Australian Prime Minister Scott Morrison welcomed “the decision to keep our borders strong and keep Australians safe”.
“Australians have made many sacrifices during this pandemic, and they rightly expect the result of those sacrifices to be protected,” he said.
Djokovic launched the case after Immigration Minister Alex Hawke used his ministerial powers to cancel the Serbian player’s visa, arguing that his presence in the country risked fanning anti-vaccine sentiment. Buy Vape Carts Online Australia
It was the second time his visa had been revoked, after a first cancellation over not following Covid entry rules was overturned by a different judge.
- Twists and turns of Djokovic’s Australia mess
- The politics behind Australia’s Djokovic decision
- Why Djokovic is a polarising player
During Sunday’s court hearing before a three-judge panel, Djokovic’s defence unsuccessfully argued that the grounds given by the government were “invalid and illogical”.

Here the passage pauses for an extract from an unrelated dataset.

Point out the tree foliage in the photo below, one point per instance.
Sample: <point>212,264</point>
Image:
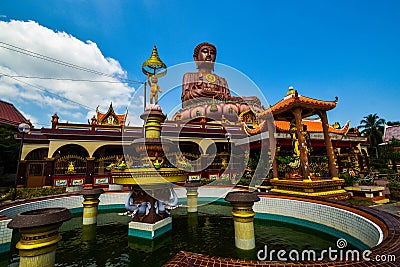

Chief Justice James Allsop said the federal court’s ruling on Sunday was based on the lawfulness and legality of the minister’s decision, not on the “merits or wisdom of that decision”.
Full reasoning for the ruling will be made public in the coming days, he said.https://emp.bbc.com/emp/SMPj/2.44.11/iframe.htmlMedia caption,Moment Djokovic learns his Australian Open fate
Sunday’s decision marks the end of a 10-day saga over Djokovic’s Australian visa.
There has been much public anger in Australia over the player’s attempt to enter the country unvaccinated. The federal government has repeatedly said people must comply with the strict laws in place to deal with the pandemic, and that no-one is “above the law”.
Buy Vape Carts Online Australia
World number one Djokovic was originally granted a medical exemption to enter Australia by two different independent health panels – one commissioned by Tennis Australia, the other by the state government of Victoria – after testing positive for coronavirus in mid-December.
However, the Australian Border Force detained him on 5 January for not meeting federal coronavirus requirements.
A judge later overturned that decision, but the government stepped in last Friday to revoke the visa again, saying doing so was in the public interest.
Although Djokovic is not vaccinated against Covid-19, he has not actively promoted anti-vax disinformation. However, Australian anti-vaxxers have been using the hashtag #IStandWithDjokovic on social media.
In his statement on Sunday, Djokovic said he was “uncomfortable” with the focus placed on him because of the visa row. “I hope that we can all now focus on the game and tournament I love,” he said.
Italy’s Salvatore Caruso, who is ranked 150th in the world, will now replace Djokovic in his match against Serbia’s Miomir Kecmanovic on Monday.